Dropped Pronoun Recovery in Chinese SMS
GEORGETOWN UNIV WASHINGTON DC WASHINGTON United States
Pagination or Media Count:
In written Chinese, personal pronouns are commonly dropped when they can be inferred from context. This practice is particularly common in informal genres like Short Message Service SMS messages sent via cell phones. Restoring dropped personal pronouns can be a useful preprocessing step for information extraction. Dropped personal pronoun recovery can be divided into two subtasks 1 detecting dropped personal pronoun slots and 2 determining the identity of the pronoun for each slot. We address a simpler version of restoring dropped personal pronouns wherein only the person numbers are identified.

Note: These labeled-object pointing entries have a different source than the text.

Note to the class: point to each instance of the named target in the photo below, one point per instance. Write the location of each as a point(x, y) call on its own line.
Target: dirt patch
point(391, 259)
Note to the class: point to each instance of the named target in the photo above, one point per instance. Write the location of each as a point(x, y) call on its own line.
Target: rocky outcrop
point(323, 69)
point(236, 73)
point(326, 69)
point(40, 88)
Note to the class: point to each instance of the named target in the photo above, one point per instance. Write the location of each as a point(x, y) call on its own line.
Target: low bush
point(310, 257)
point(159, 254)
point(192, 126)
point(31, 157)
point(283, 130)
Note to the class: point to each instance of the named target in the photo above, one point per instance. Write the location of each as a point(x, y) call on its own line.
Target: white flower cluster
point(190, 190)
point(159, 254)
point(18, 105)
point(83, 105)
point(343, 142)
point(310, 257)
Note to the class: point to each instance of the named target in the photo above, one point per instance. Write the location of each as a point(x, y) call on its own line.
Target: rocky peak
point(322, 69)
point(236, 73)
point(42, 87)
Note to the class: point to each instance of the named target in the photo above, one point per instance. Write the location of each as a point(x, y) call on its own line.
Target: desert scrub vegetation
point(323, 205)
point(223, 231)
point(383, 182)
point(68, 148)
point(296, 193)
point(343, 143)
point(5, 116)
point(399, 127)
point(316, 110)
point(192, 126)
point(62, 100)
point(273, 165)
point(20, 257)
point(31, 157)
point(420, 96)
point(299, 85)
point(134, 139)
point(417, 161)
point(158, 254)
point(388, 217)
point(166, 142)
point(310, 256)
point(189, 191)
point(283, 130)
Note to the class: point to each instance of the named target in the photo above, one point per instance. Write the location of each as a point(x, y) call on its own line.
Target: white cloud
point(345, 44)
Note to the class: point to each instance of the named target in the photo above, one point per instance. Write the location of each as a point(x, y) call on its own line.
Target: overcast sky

After applying a word segmenter, we used a linear-chain conditional random field CRF to predict which words were at the start of an independent clause. Then, using the independent clause start information, as well as lexical and syntactic information, we applied a CRF or a maximum-entropy classifier to predict whether a dropped personal pronoun immediately preceded each word and, if so, the person number of the dropped pronoun. We conducted a series of experiments using a manually annotated corpus of Chinese SMS messages. Our machine-learning based approaches substantially outperformed a rule-based approach based partially on rules developed by Chung and Gildea in 2010. Features derived from parsing did not help our approaches. We conclude that the parse information is largely superfluous for identifying dropped personal pronouns if reasonably accurate independent clause start information is available.